Ted Huffman’s Berlin production portrays the world of fairies as a drab realm of spirits as a way of reflecting Britten’s suppressed sexuality. What’s your angle on this interpretation?

I think it’s exciting and important and the right thing to do. It is 2026, after all. The English National Opera’s rendition went in a similar direction, set in a British boarding school. I played a sort of demonic principal and Puck was a pubescent schoolboy, so the production was also touching on Britten’s delicate relationship to youth and innocence. It didn’t present Britten as a paedophile, but it did explore issues of power, projection and fascination. I myself was a boarder at the age of eight, with teachers acting in loco parentis. There’s an invisible boundary – and you know at once when it’s being shifted. We should all be sensitising ourselves to these boundaries on an ongoing basis.

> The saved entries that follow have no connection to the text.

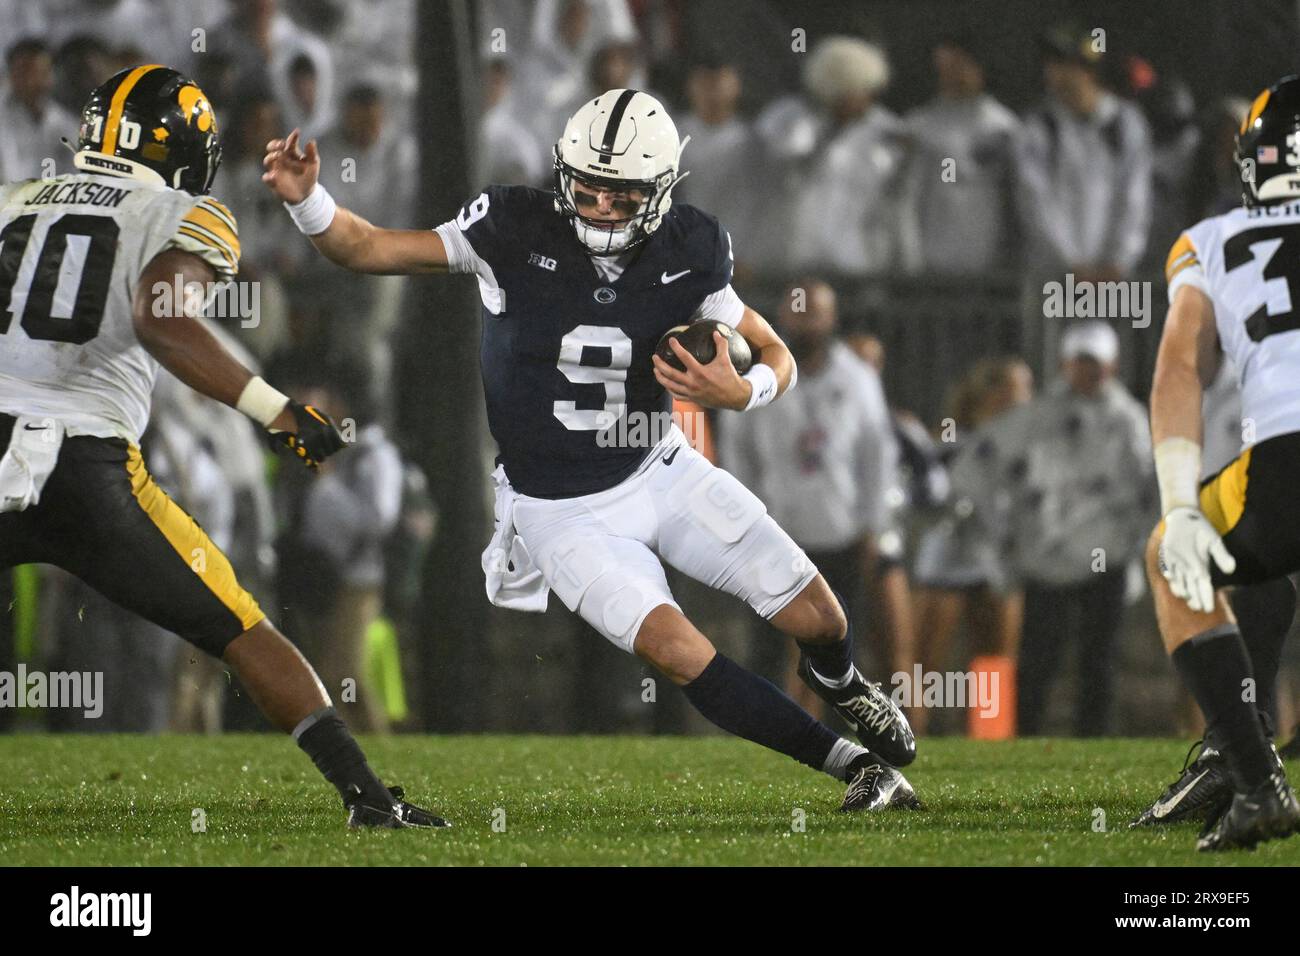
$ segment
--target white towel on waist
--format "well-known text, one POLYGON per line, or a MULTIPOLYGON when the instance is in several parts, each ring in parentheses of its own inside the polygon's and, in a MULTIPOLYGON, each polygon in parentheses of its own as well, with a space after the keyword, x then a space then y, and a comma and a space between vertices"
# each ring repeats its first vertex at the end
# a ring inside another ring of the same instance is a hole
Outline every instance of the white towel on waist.
POLYGON ((62 445, 63 422, 36 415, 14 419, 9 447, 0 457, 0 512, 23 511, 41 500, 62 445))
POLYGON ((483 575, 487 581, 488 600, 497 607, 512 611, 546 610, 551 589, 533 563, 523 538, 515 534, 515 499, 505 469, 497 465, 492 472, 492 512, 496 531, 483 551, 483 575))

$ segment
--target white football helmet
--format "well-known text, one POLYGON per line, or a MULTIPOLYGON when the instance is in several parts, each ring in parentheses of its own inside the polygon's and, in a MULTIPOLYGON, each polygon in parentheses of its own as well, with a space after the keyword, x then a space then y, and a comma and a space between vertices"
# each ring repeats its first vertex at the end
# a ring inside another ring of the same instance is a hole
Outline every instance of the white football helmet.
MULTIPOLYGON (((689 140, 690 137, 687 137, 689 140)), ((685 140, 663 104, 640 90, 609 90, 565 124, 555 144, 555 210, 573 223, 579 241, 597 256, 616 256, 650 238, 672 206, 685 140), (598 189, 640 190, 640 208, 613 223, 578 211, 574 181, 598 189)))

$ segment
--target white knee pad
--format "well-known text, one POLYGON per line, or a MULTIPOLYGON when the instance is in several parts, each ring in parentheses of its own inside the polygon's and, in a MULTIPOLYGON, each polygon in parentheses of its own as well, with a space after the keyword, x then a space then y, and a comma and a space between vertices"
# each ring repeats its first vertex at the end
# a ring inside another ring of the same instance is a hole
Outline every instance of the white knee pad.
POLYGON ((817 568, 781 526, 765 515, 742 544, 751 555, 745 571, 749 602, 767 620, 776 617, 817 576, 817 568))
POLYGON ((681 610, 666 582, 615 572, 592 582, 578 611, 583 620, 631 654, 646 616, 661 604, 681 610))
POLYGON ((640 542, 568 535, 543 554, 542 573, 564 606, 628 653, 647 614, 677 607, 663 566, 640 542))
POLYGON ((660 528, 660 553, 695 580, 735 595, 765 618, 775 616, 817 569, 738 478, 702 456, 689 460, 690 478, 657 489, 670 512, 660 528))

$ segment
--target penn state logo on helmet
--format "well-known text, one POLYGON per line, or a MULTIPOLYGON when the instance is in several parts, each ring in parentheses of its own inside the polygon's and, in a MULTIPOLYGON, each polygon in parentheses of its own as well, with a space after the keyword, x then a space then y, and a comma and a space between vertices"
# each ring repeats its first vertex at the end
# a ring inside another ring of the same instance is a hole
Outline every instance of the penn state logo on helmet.
POLYGON ((1237 166, 1247 206, 1300 197, 1300 76, 1255 97, 1237 133, 1237 166))
POLYGON ((198 84, 176 70, 126 69, 82 107, 73 164, 204 195, 221 165, 217 117, 198 84))
MULTIPOLYGON (((687 137, 689 140, 690 137, 687 137)), ((620 255, 645 242, 672 207, 685 140, 677 138, 663 104, 640 90, 609 90, 576 112, 555 144, 555 209, 573 223, 578 239, 598 256, 620 255), (610 221, 584 214, 589 194, 625 193, 625 212, 610 221), (629 203, 629 199, 635 205, 629 203)))

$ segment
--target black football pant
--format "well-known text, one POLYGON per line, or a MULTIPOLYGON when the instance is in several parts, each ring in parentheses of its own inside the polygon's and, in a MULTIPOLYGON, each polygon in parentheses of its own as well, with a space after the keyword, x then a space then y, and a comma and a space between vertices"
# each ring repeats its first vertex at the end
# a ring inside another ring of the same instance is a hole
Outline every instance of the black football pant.
MULTIPOLYGON (((14 419, 0 414, 0 449, 14 419)), ((64 438, 40 501, 0 514, 0 572, 53 564, 220 657, 265 615, 229 560, 120 438, 64 438)))

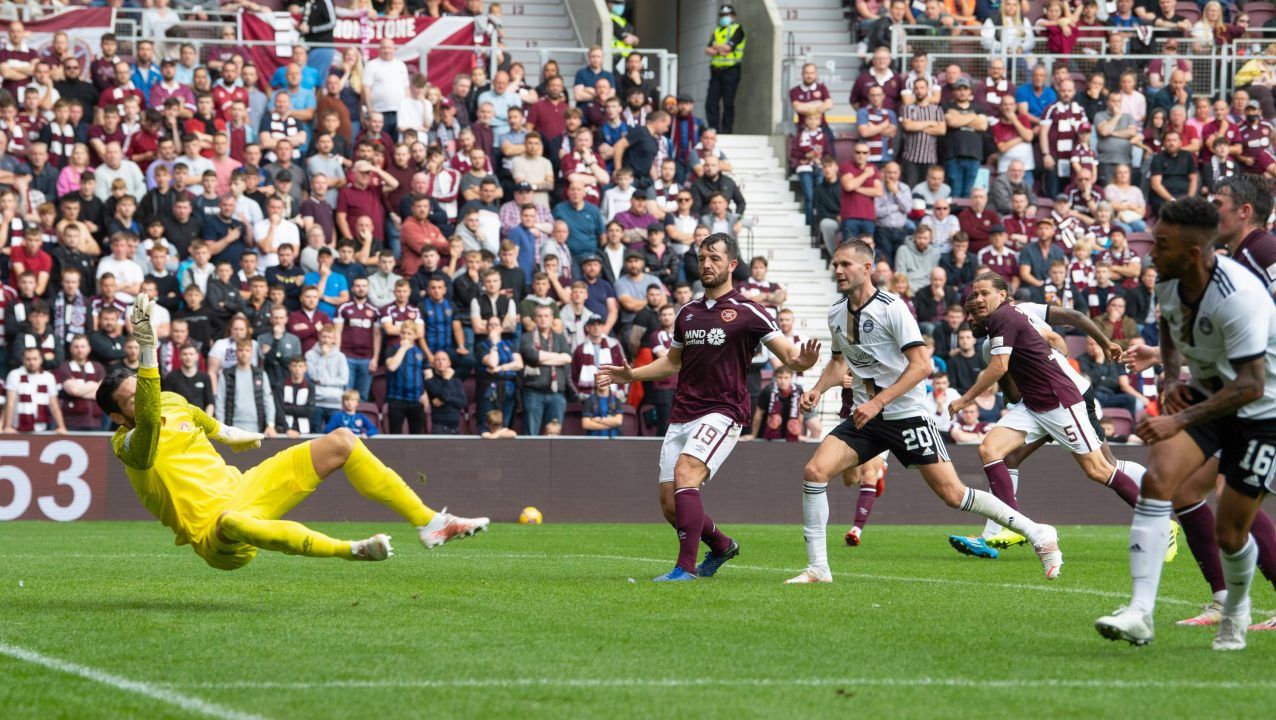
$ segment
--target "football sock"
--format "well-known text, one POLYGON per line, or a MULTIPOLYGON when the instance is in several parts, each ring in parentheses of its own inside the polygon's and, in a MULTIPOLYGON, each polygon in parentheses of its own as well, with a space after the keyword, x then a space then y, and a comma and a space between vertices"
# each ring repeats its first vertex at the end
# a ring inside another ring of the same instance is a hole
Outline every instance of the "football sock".
POLYGON ((218 532, 263 550, 306 557, 353 560, 349 540, 336 540, 291 520, 263 520, 240 512, 222 516, 218 532))
POLYGON ((802 483, 802 538, 806 540, 806 562, 809 567, 829 571, 828 541, 825 538, 829 523, 828 483, 802 483))
POLYGON ((1205 576, 1205 582, 1209 583, 1210 592, 1226 590, 1223 566, 1218 560, 1218 542, 1214 539, 1214 510, 1202 500, 1195 505, 1181 507, 1174 514, 1183 526, 1187 547, 1192 551, 1192 557, 1196 559, 1201 574, 1205 576))
POLYGON ((704 503, 699 488, 682 488, 673 494, 674 512, 678 514, 678 567, 689 573, 696 571, 696 551, 704 532, 704 503))
POLYGON ((1254 581, 1254 564, 1258 560, 1258 554, 1258 545, 1252 537, 1246 538, 1245 547, 1235 555, 1223 553, 1223 575, 1227 577, 1224 615, 1236 617, 1249 614, 1249 586, 1254 581))
MULTIPOLYGON (((1015 498, 1017 502, 1017 498, 1019 497, 1019 468, 1014 468, 1012 470, 1009 470, 1009 472, 1010 472, 1010 484, 1014 486, 1015 498)), ((979 536, 987 539, 992 537, 993 535, 996 535, 1002 530, 1003 528, 1000 525, 993 522, 992 520, 989 520, 984 523, 984 531, 980 533, 979 536)))
POLYGON ((718 529, 717 523, 708 515, 704 516, 704 525, 700 528, 700 541, 709 546, 714 553, 724 553, 731 547, 731 538, 718 529))
POLYGON ((1272 516, 1259 510, 1249 534, 1258 546, 1258 569, 1276 586, 1276 525, 1272 524, 1272 516))
POLYGON ((1139 487, 1143 487, 1143 476, 1147 474, 1147 468, 1133 460, 1117 460, 1117 470, 1129 475, 1139 487))
MULTIPOLYGON (((855 504, 855 527, 864 529, 868 516, 873 512, 874 502, 877 502, 877 486, 861 485, 859 502, 855 504)), ((827 506, 828 501, 825 500, 824 504, 827 506)), ((805 503, 803 505, 805 506, 805 503)))
POLYGON ((1134 507, 1134 503, 1139 499, 1139 484, 1129 475, 1121 472, 1120 468, 1112 471, 1112 477, 1108 478, 1108 487, 1112 488, 1112 492, 1115 492, 1130 507, 1134 507))
MULTIPOLYGON (((1004 469, 1005 466, 1002 467, 1004 469)), ((1021 514, 1018 510, 983 490, 966 488, 966 497, 962 500, 961 509, 988 518, 998 525, 1008 527, 1029 540, 1036 538, 1040 529, 1037 523, 1021 514)))
POLYGON ((1151 615, 1156 607, 1169 541, 1170 501, 1140 497, 1130 524, 1130 577, 1134 581, 1130 607, 1139 612, 1151 615))
POLYGON ((413 525, 424 527, 434 518, 434 511, 421 502, 397 472, 373 455, 362 440, 354 441, 354 449, 343 469, 360 495, 389 507, 413 525))
POLYGON ((1015 483, 1010 479, 1010 469, 1001 460, 990 462, 984 466, 984 474, 988 476, 988 489, 994 496, 1011 510, 1019 509, 1015 500, 1015 483))

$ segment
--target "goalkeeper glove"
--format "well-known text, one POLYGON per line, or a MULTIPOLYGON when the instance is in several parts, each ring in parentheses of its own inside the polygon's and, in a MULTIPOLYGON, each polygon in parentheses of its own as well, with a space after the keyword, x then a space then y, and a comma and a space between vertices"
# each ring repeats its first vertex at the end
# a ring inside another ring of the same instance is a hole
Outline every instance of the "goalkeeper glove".
POLYGON ((231 450, 235 452, 243 452, 245 450, 256 450, 261 447, 261 439, 266 437, 261 433, 248 432, 240 430, 234 425, 222 423, 222 426, 213 434, 213 439, 223 445, 229 445, 231 450))
POLYGON ((151 327, 151 298, 146 293, 138 293, 133 298, 133 310, 129 315, 133 323, 133 337, 141 349, 141 367, 159 367, 155 356, 155 330, 151 327))

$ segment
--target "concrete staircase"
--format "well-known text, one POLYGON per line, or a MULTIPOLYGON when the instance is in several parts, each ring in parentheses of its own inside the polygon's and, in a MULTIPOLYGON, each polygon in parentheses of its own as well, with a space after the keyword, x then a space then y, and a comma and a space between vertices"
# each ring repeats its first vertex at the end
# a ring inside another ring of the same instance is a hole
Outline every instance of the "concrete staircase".
POLYGON ((576 24, 567 11, 564 0, 518 0, 504 4, 505 50, 514 60, 523 63, 527 79, 533 84, 541 80, 541 65, 552 58, 558 61, 560 74, 567 79, 567 93, 571 95, 571 80, 576 71, 585 65, 584 53, 550 52, 541 48, 587 47, 576 33, 576 24))
POLYGON ((801 58, 809 55, 811 62, 820 68, 820 82, 833 94, 830 122, 852 122, 851 86, 859 74, 860 60, 821 55, 854 50, 841 0, 775 0, 775 5, 783 23, 785 57, 798 59, 790 76, 784 79, 786 97, 789 88, 801 80, 801 58))
MULTIPOLYGON (((752 221, 740 240, 743 260, 761 255, 770 264, 767 277, 788 291, 785 307, 797 316, 794 331, 799 337, 815 338, 823 348, 823 359, 805 373, 803 386, 815 384, 829 357, 829 304, 837 297, 837 285, 818 248, 812 247, 810 229, 802 215, 802 204, 789 185, 788 169, 766 135, 720 135, 718 146, 731 161, 731 176, 744 194, 745 217, 752 221)), ((824 396, 824 429, 832 429, 840 407, 840 395, 824 396)))

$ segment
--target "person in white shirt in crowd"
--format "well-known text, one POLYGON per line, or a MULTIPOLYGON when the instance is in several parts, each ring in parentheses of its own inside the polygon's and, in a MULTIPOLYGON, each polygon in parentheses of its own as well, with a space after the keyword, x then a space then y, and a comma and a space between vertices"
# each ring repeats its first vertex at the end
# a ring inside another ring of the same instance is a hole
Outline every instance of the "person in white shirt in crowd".
POLYGON ((394 140, 399 138, 399 104, 409 97, 408 66, 395 59, 397 49, 394 40, 383 38, 377 57, 363 65, 363 104, 368 112, 381 113, 394 140))

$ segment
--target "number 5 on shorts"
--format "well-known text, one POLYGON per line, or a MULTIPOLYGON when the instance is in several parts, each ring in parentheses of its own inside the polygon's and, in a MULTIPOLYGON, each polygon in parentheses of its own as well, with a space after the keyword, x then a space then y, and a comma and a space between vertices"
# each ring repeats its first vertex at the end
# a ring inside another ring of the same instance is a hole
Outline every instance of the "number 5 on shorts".
POLYGON ((1272 460, 1276 459, 1276 447, 1258 440, 1250 440, 1241 458, 1241 469, 1248 472, 1247 485, 1262 487, 1272 472, 1272 460))

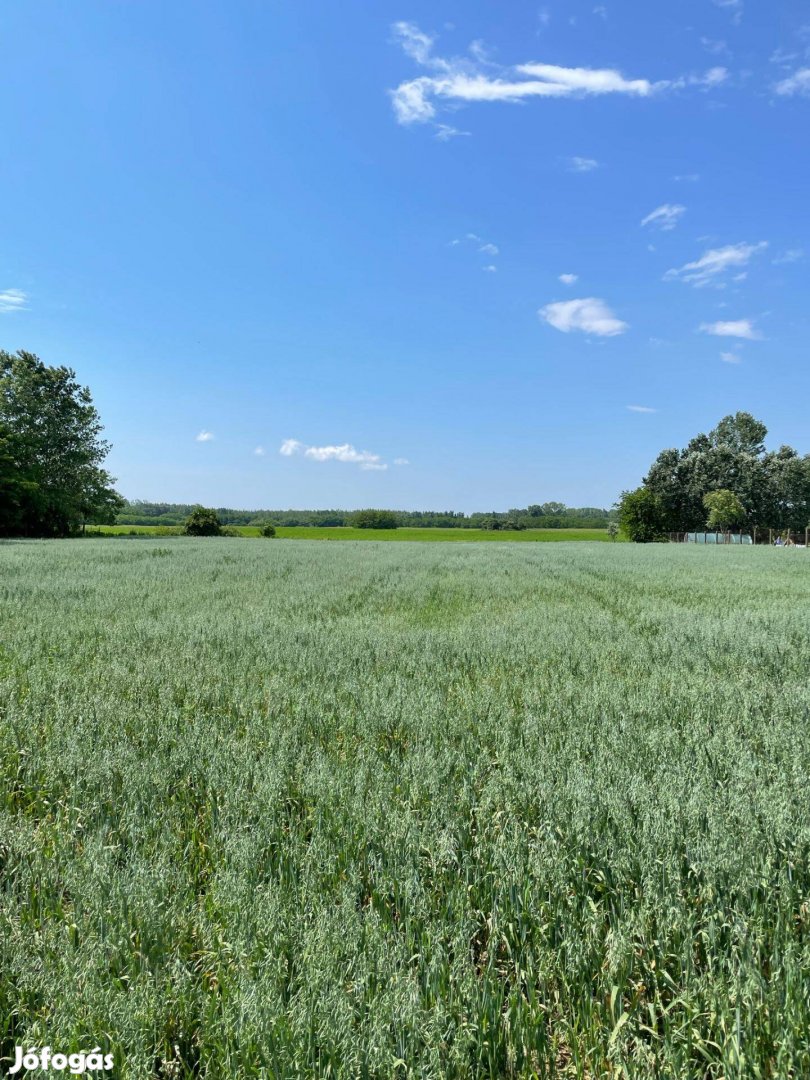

What’s it like singing the part of Oberon?

The role is not as taxing as people think. Compared to Händel or WRITTEN ON SKIN by George Benjamin you’re rarely touching the extremes of register. There’s the exquisite »I Know a Bank« aria but most of my text is recitative. The challenge consists in being entertaining and conveying an energised impression whenever the character appears.

And focusing on the acting element?

Absolutely. A lot of countertenors say Oberon is boring because he doesn’t do much actual singing. His stage presence is huge, yet funnily enough, in the midst of all this amazing music, he doesn’t sing a lot. And depending on the production, I can stress his benign side or his dark side. I’m like an onion: each production has deposited another layer. I now have so many Oberons stored within me that I can tap into all that experience for each new production.

You studied archaeology and anthropology. Has that informed your work as a singer?

Not really. I was a choirboy and sang all through my study years at Cambridge. But the work is very same-y. I was part of a dig in the Caribbean that excavated the remains of Britain’s first slave farm, a sugar cane plantation. And in York we uncovered a mediaeval hospital. Archaeology is about exposing strata and coming to fresh interpretations. Opera is a bit like that. You’re revealing remnants of the past and trying to give voice to them in the present day.